Domestically, the prospect of slower growth raises many questions. For example, what would the differential impact of slower growth be across the income distribution, which has substantially widened over time? Some of the rich and powerful are flaunting their wealth, and the Internet is displaying this for all to see. How would this consumption come across if times get tough?
What economic sectors would be most affected? Already a real estate bust is in the offing, with rising unemployment for construction workers. What would happen to the auto sector, the world’s largest with more than eighteen million vehicles sold in 2010 and officially forecast to reach 50 million by 2021? What might happen to unemployment and underemployment, already a problem, including for college graduates? How might people react to disappointed expectations? Would disaffection with the Party, which is not universally admired, grow markedly?
On possible international impacts, Eichengreen and his colleagues have something to say: “By some estimates, China alone is accounting for 30 percent of global demand growth, the brics [Brazil, Russia, India and China] collectively 45 percent, and emerging markets and developing countries as a whole a healthy majority of the total.” In short, such a Chinese slowdown would seriously impact world growth.
Most obviously affected would be raw material suppliers such as Brazil, Indonesia, and Australia, but also machinery suppliers in Japan and Europe. Given the multilateral character of world trade, U.S. exports would also be hurt.
China’s defense and foreign policy could be affected in several ways by a major economic slowdown. Slowed growth implies its future military potential will loom not so large. The country would find it more difficult to afford the wide array of advanced weapons many assume it will have and which the People’s Liberation Army doubtless expects to receive. If the nation’s woes are deep enough, the Party might be tempted to blame outsiders for its misfortunes. The prime target here would be the Americans.
The Party has the option of trying to avoid a possibly major upheaval by gradually introducing political changes from the bottom. This is what the Kuomintang Party, once also a Leninist one, did in Taiwan. Political choices were introduced first in local government, then in the national parliament, then finally in elections for president. This proceeded not without difficulties but relatively smoothly. China has not followed this upward course perhaps because the Party leadership sees the threat to its control as too great or perhaps because of a belief that political chaos would result. One hesitates to criticize such great experts on power as China’s leaders, but it does look like big trouble could be ahead.

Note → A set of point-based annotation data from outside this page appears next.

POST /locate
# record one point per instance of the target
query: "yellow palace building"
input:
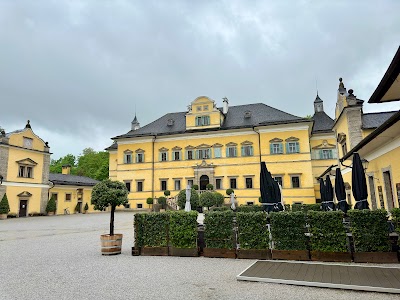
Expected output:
(223, 146)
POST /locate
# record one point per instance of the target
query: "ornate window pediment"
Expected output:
(276, 140)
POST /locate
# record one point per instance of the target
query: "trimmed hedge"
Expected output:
(252, 230)
(370, 230)
(287, 229)
(328, 233)
(218, 232)
(183, 229)
(155, 229)
(249, 208)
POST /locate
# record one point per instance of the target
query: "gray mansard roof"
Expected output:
(374, 120)
(322, 123)
(66, 179)
(241, 116)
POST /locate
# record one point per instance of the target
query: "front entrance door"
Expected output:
(23, 207)
(204, 180)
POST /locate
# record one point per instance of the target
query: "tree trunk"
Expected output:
(112, 220)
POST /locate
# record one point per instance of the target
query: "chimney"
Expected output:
(66, 169)
(225, 106)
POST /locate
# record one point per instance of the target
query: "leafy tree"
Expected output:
(194, 199)
(4, 206)
(207, 199)
(219, 199)
(109, 193)
(51, 205)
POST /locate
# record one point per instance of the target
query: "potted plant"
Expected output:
(110, 193)
(288, 235)
(253, 235)
(4, 207)
(328, 238)
(150, 201)
(162, 201)
(183, 233)
(219, 235)
(370, 232)
(51, 206)
(86, 208)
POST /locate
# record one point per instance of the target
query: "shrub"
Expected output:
(288, 230)
(183, 229)
(229, 191)
(4, 206)
(207, 199)
(370, 230)
(155, 229)
(249, 208)
(51, 205)
(219, 199)
(328, 233)
(162, 201)
(252, 230)
(194, 199)
(218, 232)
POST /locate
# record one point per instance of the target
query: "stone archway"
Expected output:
(204, 180)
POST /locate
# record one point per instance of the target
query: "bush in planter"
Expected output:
(229, 191)
(370, 230)
(288, 230)
(162, 201)
(4, 206)
(218, 232)
(328, 233)
(194, 199)
(183, 229)
(51, 205)
(207, 199)
(249, 208)
(219, 199)
(252, 230)
(155, 229)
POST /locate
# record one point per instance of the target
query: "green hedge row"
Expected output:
(252, 230)
(328, 233)
(370, 230)
(218, 232)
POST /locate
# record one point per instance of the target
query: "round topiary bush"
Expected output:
(194, 199)
(51, 205)
(219, 199)
(207, 199)
(229, 191)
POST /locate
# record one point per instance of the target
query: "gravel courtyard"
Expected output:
(59, 258)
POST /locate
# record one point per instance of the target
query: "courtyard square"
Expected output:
(59, 258)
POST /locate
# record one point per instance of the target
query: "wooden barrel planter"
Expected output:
(331, 256)
(219, 252)
(376, 257)
(254, 253)
(184, 252)
(111, 244)
(154, 251)
(291, 254)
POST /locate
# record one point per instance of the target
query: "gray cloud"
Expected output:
(77, 69)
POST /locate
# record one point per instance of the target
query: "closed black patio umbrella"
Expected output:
(359, 183)
(329, 194)
(323, 195)
(340, 192)
(267, 190)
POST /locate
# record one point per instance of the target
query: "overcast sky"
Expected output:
(79, 69)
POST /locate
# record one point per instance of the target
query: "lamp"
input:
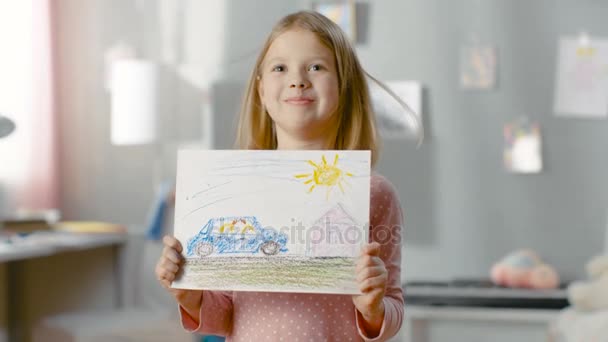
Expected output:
(135, 102)
(7, 126)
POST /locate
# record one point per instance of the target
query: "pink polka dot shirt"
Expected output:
(265, 316)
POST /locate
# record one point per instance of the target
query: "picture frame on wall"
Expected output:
(342, 13)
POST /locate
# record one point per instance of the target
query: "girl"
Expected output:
(307, 91)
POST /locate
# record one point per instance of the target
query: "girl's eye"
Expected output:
(314, 67)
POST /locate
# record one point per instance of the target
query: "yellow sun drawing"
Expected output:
(325, 175)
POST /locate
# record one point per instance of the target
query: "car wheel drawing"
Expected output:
(239, 235)
(204, 249)
(270, 248)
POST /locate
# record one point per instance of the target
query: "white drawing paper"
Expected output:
(393, 120)
(260, 220)
(581, 88)
(478, 67)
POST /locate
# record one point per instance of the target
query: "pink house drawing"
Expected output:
(335, 234)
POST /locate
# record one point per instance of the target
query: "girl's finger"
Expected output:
(172, 242)
(371, 249)
(370, 284)
(172, 255)
(170, 266)
(368, 261)
(370, 272)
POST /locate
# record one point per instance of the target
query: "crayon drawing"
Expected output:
(255, 220)
(325, 175)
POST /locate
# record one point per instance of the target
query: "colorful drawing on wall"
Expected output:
(340, 12)
(395, 121)
(326, 175)
(477, 67)
(522, 152)
(581, 88)
(255, 220)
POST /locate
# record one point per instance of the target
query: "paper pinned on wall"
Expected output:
(581, 88)
(277, 221)
(522, 152)
(477, 67)
(392, 119)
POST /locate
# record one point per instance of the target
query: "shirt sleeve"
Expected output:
(386, 220)
(215, 316)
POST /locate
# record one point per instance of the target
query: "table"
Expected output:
(420, 316)
(40, 245)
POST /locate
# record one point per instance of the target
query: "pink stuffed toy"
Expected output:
(524, 269)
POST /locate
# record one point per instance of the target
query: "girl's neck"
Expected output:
(301, 144)
(286, 142)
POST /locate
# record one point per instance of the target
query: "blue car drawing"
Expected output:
(235, 235)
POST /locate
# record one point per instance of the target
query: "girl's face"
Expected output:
(299, 85)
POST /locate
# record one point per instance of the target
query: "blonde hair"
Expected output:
(356, 126)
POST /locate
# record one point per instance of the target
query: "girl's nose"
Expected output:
(298, 85)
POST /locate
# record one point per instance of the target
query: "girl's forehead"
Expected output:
(297, 42)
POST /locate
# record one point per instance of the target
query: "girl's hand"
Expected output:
(371, 277)
(168, 267)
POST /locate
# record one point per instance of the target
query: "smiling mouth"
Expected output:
(299, 101)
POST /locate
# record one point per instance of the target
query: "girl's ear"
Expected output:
(260, 88)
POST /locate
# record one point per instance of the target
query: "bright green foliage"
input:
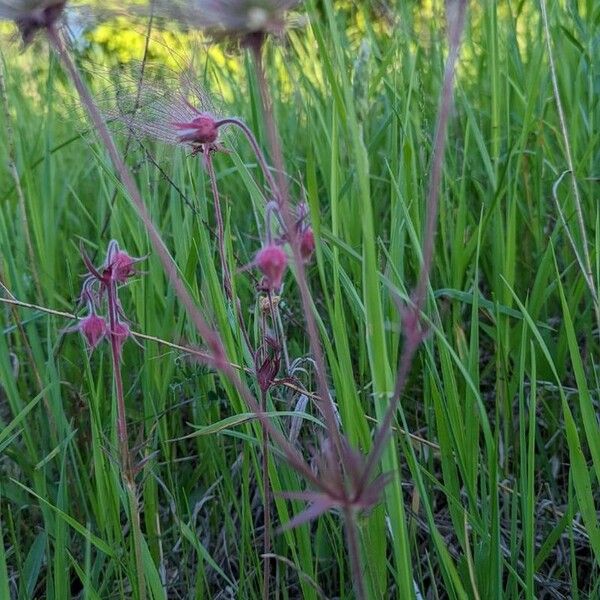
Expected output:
(495, 495)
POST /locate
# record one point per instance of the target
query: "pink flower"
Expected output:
(121, 267)
(307, 244)
(202, 129)
(167, 107)
(272, 261)
(93, 329)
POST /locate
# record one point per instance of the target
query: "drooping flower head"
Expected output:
(167, 108)
(271, 260)
(246, 20)
(93, 328)
(31, 15)
(99, 293)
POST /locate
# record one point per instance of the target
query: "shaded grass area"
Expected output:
(499, 480)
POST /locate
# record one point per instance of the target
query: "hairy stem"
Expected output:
(354, 553)
(125, 455)
(220, 229)
(326, 405)
(260, 157)
(267, 505)
(413, 334)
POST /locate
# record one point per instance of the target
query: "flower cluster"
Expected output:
(100, 294)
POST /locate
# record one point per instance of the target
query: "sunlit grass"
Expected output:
(499, 479)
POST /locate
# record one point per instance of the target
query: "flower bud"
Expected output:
(202, 129)
(93, 329)
(272, 261)
(120, 333)
(121, 267)
(307, 244)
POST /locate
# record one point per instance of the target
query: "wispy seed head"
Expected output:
(240, 19)
(170, 108)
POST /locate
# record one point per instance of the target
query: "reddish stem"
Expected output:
(413, 334)
(217, 358)
(326, 405)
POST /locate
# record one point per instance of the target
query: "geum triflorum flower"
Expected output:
(170, 109)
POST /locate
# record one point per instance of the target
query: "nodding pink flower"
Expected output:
(31, 15)
(202, 129)
(307, 244)
(272, 262)
(167, 107)
(121, 267)
(93, 328)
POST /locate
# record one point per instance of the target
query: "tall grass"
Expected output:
(494, 452)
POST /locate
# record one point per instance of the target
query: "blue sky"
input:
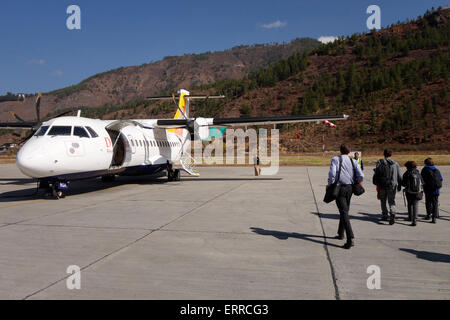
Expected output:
(39, 53)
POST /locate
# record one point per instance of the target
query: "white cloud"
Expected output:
(327, 39)
(37, 61)
(57, 73)
(274, 25)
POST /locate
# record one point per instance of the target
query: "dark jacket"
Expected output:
(425, 187)
(406, 175)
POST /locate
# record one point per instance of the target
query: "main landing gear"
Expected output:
(55, 190)
(109, 178)
(173, 175)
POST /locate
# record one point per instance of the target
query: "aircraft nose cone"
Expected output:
(30, 160)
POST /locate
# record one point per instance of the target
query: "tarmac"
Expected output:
(223, 235)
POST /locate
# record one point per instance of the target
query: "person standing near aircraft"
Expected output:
(342, 170)
(432, 178)
(388, 180)
(359, 160)
(412, 181)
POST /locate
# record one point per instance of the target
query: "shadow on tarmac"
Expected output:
(430, 256)
(95, 184)
(281, 235)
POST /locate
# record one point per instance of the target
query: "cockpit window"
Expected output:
(80, 132)
(41, 131)
(60, 131)
(92, 132)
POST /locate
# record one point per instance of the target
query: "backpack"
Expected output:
(432, 179)
(382, 176)
(413, 182)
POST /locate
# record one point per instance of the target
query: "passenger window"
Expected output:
(60, 131)
(80, 132)
(42, 130)
(92, 132)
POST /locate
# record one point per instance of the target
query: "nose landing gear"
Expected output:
(173, 175)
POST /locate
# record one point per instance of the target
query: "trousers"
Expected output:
(343, 204)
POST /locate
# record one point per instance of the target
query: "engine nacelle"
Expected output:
(201, 129)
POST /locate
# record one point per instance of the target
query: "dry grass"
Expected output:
(7, 159)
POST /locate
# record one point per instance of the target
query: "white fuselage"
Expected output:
(88, 149)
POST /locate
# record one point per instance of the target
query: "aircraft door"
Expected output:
(132, 142)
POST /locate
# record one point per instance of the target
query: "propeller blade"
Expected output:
(38, 105)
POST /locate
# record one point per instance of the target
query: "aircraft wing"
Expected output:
(248, 121)
(17, 125)
(245, 121)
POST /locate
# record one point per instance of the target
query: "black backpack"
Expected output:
(413, 182)
(383, 176)
(432, 179)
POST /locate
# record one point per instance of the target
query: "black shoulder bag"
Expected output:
(333, 190)
(357, 188)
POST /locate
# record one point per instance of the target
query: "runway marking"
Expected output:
(325, 246)
(22, 204)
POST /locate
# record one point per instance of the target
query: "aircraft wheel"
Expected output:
(58, 194)
(177, 175)
(170, 175)
(109, 178)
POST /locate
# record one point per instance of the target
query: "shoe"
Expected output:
(392, 219)
(348, 245)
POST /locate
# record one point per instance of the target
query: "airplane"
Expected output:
(68, 148)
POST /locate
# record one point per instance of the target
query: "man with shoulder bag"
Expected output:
(344, 178)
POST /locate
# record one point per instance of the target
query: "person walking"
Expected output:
(388, 180)
(359, 160)
(256, 166)
(413, 189)
(343, 170)
(432, 179)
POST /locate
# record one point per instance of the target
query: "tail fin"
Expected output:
(183, 105)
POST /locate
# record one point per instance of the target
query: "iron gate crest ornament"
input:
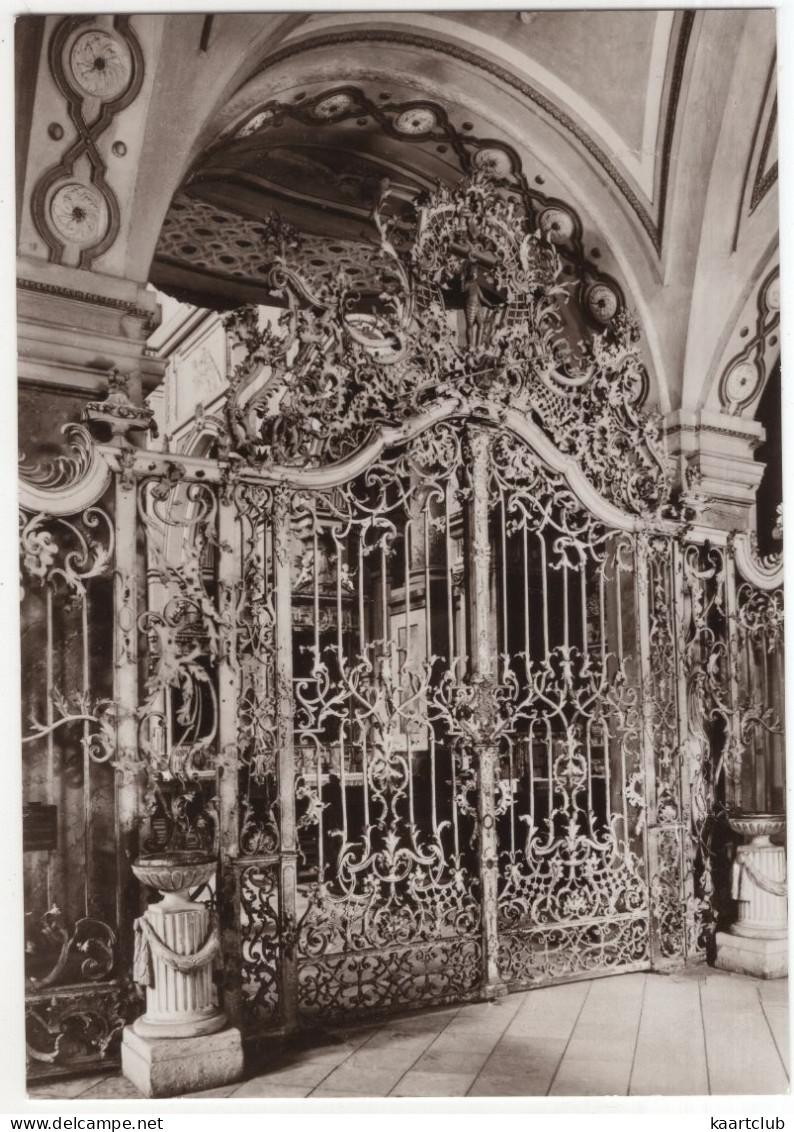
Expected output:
(313, 387)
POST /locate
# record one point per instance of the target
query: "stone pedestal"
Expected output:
(179, 1003)
(172, 1066)
(181, 1044)
(758, 942)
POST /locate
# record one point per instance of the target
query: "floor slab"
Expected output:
(693, 1032)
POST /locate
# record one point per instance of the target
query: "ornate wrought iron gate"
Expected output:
(450, 686)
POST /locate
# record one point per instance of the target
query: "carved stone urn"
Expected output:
(176, 943)
(181, 1043)
(758, 942)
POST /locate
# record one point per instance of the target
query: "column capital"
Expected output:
(715, 456)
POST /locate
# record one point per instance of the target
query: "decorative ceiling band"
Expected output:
(412, 40)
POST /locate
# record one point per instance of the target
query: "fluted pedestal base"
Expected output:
(758, 942)
(765, 959)
(172, 1066)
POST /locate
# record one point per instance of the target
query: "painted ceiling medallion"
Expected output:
(78, 213)
(332, 106)
(257, 122)
(771, 297)
(101, 65)
(494, 161)
(417, 120)
(602, 302)
(741, 384)
(557, 225)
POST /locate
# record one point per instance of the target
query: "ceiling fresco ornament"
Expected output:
(211, 239)
(99, 70)
(652, 220)
(745, 374)
(469, 315)
(291, 151)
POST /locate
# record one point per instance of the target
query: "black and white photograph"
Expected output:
(400, 435)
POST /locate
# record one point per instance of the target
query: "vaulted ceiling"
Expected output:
(646, 140)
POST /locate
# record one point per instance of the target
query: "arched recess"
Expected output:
(553, 159)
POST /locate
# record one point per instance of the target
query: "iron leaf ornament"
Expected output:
(469, 314)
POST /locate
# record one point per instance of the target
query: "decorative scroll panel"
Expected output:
(74, 1010)
(573, 893)
(387, 903)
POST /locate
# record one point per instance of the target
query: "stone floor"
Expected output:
(698, 1032)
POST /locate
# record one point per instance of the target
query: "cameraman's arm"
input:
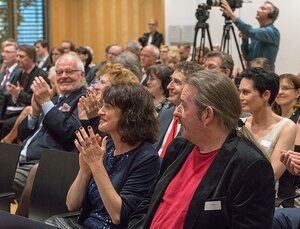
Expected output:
(227, 10)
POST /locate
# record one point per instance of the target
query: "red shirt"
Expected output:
(177, 197)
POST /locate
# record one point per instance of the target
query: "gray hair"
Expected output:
(218, 92)
(130, 61)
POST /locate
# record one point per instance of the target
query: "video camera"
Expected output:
(202, 13)
(234, 4)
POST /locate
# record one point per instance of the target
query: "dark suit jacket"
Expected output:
(24, 98)
(240, 178)
(58, 130)
(17, 70)
(165, 118)
(157, 39)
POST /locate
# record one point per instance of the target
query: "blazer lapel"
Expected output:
(209, 182)
(167, 177)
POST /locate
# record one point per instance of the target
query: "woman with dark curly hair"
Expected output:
(117, 171)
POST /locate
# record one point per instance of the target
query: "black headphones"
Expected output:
(272, 14)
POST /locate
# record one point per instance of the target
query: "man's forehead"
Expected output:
(178, 75)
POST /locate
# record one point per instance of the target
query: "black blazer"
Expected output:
(58, 130)
(157, 39)
(17, 70)
(165, 118)
(241, 178)
(24, 98)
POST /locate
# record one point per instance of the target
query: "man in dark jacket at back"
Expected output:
(52, 122)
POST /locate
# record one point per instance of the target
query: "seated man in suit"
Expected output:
(52, 123)
(20, 86)
(169, 127)
(153, 37)
(214, 176)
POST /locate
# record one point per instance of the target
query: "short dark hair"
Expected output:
(274, 13)
(72, 45)
(226, 59)
(29, 50)
(85, 51)
(188, 67)
(262, 62)
(43, 43)
(59, 49)
(138, 121)
(263, 80)
(163, 73)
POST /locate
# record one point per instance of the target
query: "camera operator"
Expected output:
(153, 37)
(265, 39)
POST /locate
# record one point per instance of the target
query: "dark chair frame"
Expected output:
(9, 157)
(55, 174)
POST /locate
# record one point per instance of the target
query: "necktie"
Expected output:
(23, 79)
(171, 136)
(61, 98)
(3, 83)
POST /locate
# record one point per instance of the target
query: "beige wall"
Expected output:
(98, 23)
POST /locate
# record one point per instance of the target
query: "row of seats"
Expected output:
(56, 172)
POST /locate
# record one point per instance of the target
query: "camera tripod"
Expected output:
(204, 27)
(226, 39)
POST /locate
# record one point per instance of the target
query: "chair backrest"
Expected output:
(55, 174)
(9, 157)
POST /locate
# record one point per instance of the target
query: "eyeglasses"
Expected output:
(9, 52)
(286, 88)
(68, 72)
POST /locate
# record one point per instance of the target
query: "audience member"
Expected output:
(42, 53)
(212, 177)
(287, 104)
(112, 51)
(288, 218)
(158, 80)
(134, 47)
(85, 56)
(20, 86)
(258, 90)
(219, 61)
(68, 46)
(163, 54)
(153, 37)
(55, 53)
(149, 56)
(200, 54)
(261, 62)
(185, 51)
(52, 123)
(9, 41)
(264, 41)
(129, 61)
(173, 57)
(110, 74)
(116, 173)
(169, 125)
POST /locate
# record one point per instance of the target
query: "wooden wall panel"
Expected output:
(98, 23)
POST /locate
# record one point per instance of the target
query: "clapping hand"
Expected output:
(91, 146)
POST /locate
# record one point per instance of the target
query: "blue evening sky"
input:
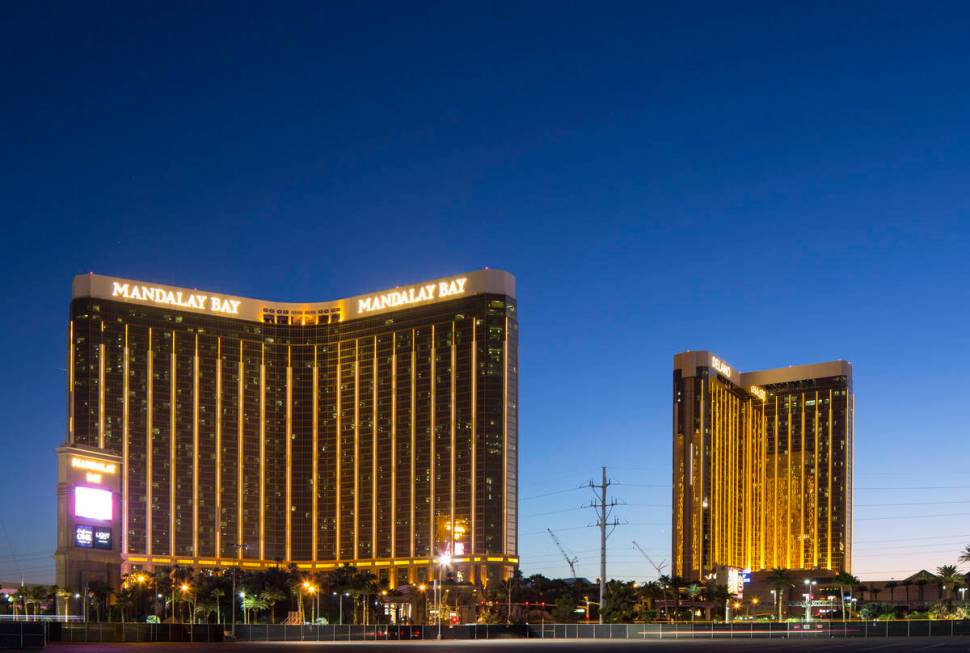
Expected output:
(779, 182)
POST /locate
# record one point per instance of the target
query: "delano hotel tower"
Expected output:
(216, 431)
(762, 463)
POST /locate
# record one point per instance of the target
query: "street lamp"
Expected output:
(809, 584)
(186, 596)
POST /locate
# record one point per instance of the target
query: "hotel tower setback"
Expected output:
(213, 431)
(762, 467)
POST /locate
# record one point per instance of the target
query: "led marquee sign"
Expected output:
(720, 366)
(92, 503)
(156, 295)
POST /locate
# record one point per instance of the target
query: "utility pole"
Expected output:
(604, 509)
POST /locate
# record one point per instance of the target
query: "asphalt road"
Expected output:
(871, 645)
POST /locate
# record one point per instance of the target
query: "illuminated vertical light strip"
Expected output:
(124, 450)
(373, 457)
(698, 525)
(262, 451)
(717, 483)
(801, 499)
(101, 390)
(850, 450)
(474, 449)
(195, 449)
(314, 484)
(505, 440)
(829, 461)
(241, 452)
(289, 452)
(434, 437)
(148, 448)
(394, 449)
(356, 449)
(815, 517)
(414, 433)
(171, 450)
(70, 381)
(218, 469)
(452, 457)
(763, 494)
(788, 513)
(748, 507)
(338, 485)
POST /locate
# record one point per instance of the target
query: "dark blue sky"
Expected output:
(779, 182)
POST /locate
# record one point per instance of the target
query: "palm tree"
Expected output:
(780, 580)
(965, 555)
(665, 583)
(845, 581)
(891, 586)
(949, 578)
(217, 595)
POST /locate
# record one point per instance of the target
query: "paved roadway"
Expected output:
(871, 645)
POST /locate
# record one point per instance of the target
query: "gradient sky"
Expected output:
(781, 183)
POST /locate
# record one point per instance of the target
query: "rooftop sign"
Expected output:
(156, 295)
(412, 295)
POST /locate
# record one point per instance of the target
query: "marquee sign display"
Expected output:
(92, 503)
(159, 295)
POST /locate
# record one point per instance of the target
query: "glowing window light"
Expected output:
(92, 503)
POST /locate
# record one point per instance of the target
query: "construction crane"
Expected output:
(659, 568)
(569, 561)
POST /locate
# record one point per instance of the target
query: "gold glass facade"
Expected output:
(762, 467)
(375, 431)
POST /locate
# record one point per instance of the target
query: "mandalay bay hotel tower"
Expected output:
(762, 467)
(209, 430)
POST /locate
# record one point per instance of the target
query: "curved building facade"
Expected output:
(212, 430)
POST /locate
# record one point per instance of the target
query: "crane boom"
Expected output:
(569, 561)
(659, 568)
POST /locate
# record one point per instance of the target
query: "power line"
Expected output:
(949, 514)
(604, 509)
(553, 493)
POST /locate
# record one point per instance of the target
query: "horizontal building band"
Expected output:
(359, 438)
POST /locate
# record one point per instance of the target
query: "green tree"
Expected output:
(719, 596)
(781, 581)
(564, 610)
(99, 591)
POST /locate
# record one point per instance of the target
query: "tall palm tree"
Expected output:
(665, 583)
(846, 582)
(780, 580)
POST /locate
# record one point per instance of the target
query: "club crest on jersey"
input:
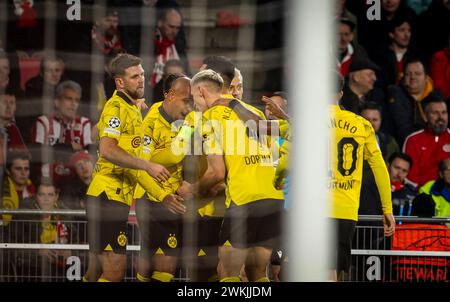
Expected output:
(147, 140)
(122, 239)
(114, 122)
(172, 241)
(136, 142)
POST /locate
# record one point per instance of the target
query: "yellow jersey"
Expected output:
(352, 141)
(249, 164)
(122, 121)
(160, 131)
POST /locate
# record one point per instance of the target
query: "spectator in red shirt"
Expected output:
(58, 135)
(392, 59)
(348, 49)
(429, 146)
(105, 33)
(7, 113)
(18, 170)
(44, 84)
(440, 70)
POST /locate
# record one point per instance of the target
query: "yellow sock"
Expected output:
(263, 279)
(213, 278)
(162, 276)
(231, 279)
(142, 278)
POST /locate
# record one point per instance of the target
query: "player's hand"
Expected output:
(141, 104)
(274, 108)
(389, 225)
(157, 171)
(222, 102)
(217, 189)
(186, 190)
(174, 204)
(77, 146)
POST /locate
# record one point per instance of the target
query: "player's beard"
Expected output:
(138, 93)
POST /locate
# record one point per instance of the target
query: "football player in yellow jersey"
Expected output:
(252, 219)
(118, 169)
(352, 139)
(160, 222)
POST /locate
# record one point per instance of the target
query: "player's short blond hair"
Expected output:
(212, 80)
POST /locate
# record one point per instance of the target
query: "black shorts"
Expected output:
(208, 235)
(257, 223)
(277, 257)
(107, 224)
(160, 230)
(344, 231)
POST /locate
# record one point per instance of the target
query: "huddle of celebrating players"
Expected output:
(201, 167)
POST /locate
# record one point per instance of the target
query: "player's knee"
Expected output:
(165, 264)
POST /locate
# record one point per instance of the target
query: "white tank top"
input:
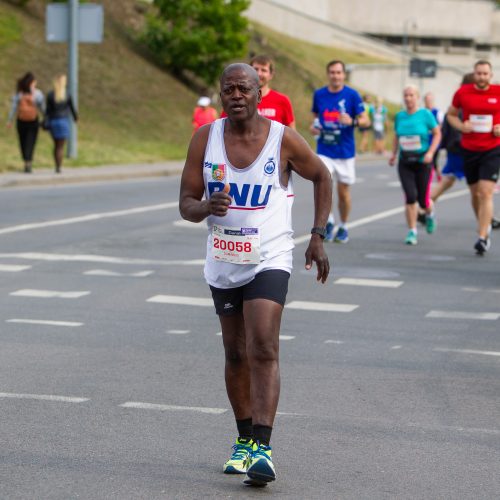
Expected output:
(260, 204)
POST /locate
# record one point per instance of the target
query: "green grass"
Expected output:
(10, 29)
(130, 110)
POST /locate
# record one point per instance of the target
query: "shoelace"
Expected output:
(240, 451)
(261, 452)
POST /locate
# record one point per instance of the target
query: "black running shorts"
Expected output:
(481, 165)
(270, 285)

The interplay between disruptions
To return to the initial propositions: There is a significant chance of either, or both, political and economic change in China occurring at some point before 2020. If this change happens, the order in which these two events occur could make a major difference, although one can only guess at how events might play out. If substantial political liberalizing were to occur first, then a less-than-huge economic slowdown shouldn’t have a traumatic effect. But if it were to happen the other way around, if economic change comes before political change, then a sharp economic slowdown might result in political liberalizing, or a conservative faction might succeed in tightening the screws, or there might be an extended period of political turbulence. We simply don’t know.
One way or another, developments in China in the next decade have a high probability of deeply affecting the rest of the world — more so than they have already and in very different ways.